The council is still no clearer as to when it will be able to hold another hearing into the proposed converter station at Upper Kergord which forms part of Viking Energy’s project for a huge windfarm in the isles.
Scottish Hydro Electric Transmission Ltd. (SHETL) last year applied for permission to build two large metal-clad buildings, each up to 150m long, 40m wide and 22m high, to house transformers and related electrical plant for the windfarm, along with a spare converter transformer.
In April this year the planning board deferred a decision on the application pending further information about the carbon impact of the development. Work was carried out on behalf of SSE and Viking Energy Ltd by consultants BMT Cordah, whose report claims the emissions caused by building the station would be offset in no more than 49 days.
Having received that information, the planning department has asked the Scottish Environment Protection Agency (Sepa) for guidance on whether the consultants’ findings could be verified because it does not have the in-house expertise to analyse the report. But in a letter to planners this week Sepa said it was still in the process of clarifying with the Scottish government its possible role as an advisory service on the carbon balance of new developments, the establishment of which “will be some time away”.
Planning official John Holden said the council would be keeping in touch with Sepa but – unless the section 36 consent application for the windfarm itself is determined in the meantime – there is little else the department can do to progress the converter application.
The consultants’ report estimates that the converter station – chiefly through the displacement of peat – could result in total losses of 131 kilotonnes (kte) of carbon dioxide, with an additional 16kte of carbon dioxide if the trench for a cable joined to the proposed interconnector cable between Shetland and the UK mainland is factored in.
The carbon dioxide savings of the windfarm, they estimate, could be 3kte of carbon dioxide per day based on the energy it generates replacing the carbon emissions of a fossil fuel mix of energy generation. That means it would take either 44 or, including the trench, 49 days to offset the carbon emissions caused by the converter station.

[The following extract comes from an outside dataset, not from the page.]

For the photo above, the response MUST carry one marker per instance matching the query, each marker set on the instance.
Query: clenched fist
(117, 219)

In a worst case scenario, the report claims, up to 50,000 cubic metres of peat could have to be extracted and the calculations “account for carbon dioxide emissions from lost peat as a result of excavation and discount the use of peat in restoration activities elsewhere”.
The report describes the estimate of carbon losses as “highly conservative” in assuming that the peat excavated is in “pristine condition, whilst in reality peat on the site will be variable in quality with large areas of modified and improved land”.
In a letter to SIC planners, SSE project manager Greig Taylor said the environmental statement “recognises that the Viking windfarm will contribute to carbon reduction in its generation of electricity from a sustainable source. At the time of application for the Kergord proposals the Viking application had not been made and the carbon payback figures could not be provided or therefore used in any detailed quantitative or cumulative assessment”.
Mr Taylor wrote: “Although these two projects are the subject of separate consent applications, neither project can go ahead without the other. The carbon losses associated with construction of the converter station can therefore reasonably be assessed as being offset by carbon savings associated with operation of the windfarm.”
Windfarm Supporters’ Group spokesman Chris Bunyan said the Viking Energy project appeared to be subject to more scrutiny than projects elsewhere in Scotland: “I don’t really understand why the Shetland planning officials seem to be so keen on digging a hole for themselves when other planning departments don’t have this problem in making decisions about large windfarms.”
But Sustainable Shetland vice-chairman Kevin Learmonth said he felt the SIC was taking a “reasonable approach” to the application and questioned the model, drawn up by the Macaulay Institute in Aberdeen, for assessing the carbon impact of windfarms.
“These projects are only being considered as a means of addressing carbon dioxide reduction,” he said. “If they can’t prove that they’re going to be substantially reducing carbon dioxide, there’s no point in doing them.”
He added: “The Scottish government [has] tendered for companies to do work on a revised carbon model for building windfarms on peat. That tends to suggest they are not entirely happy with the current model that’s there.
“It could be they think the figures can’t be relied upon at all, or it might be that the government is looking for a way out to avoid building windfarms on peat, because the figures might show it’s a net carbon emitter. It could go the other way because of industry lobbying, to re-jig the figures to get the answer that the industry wants.”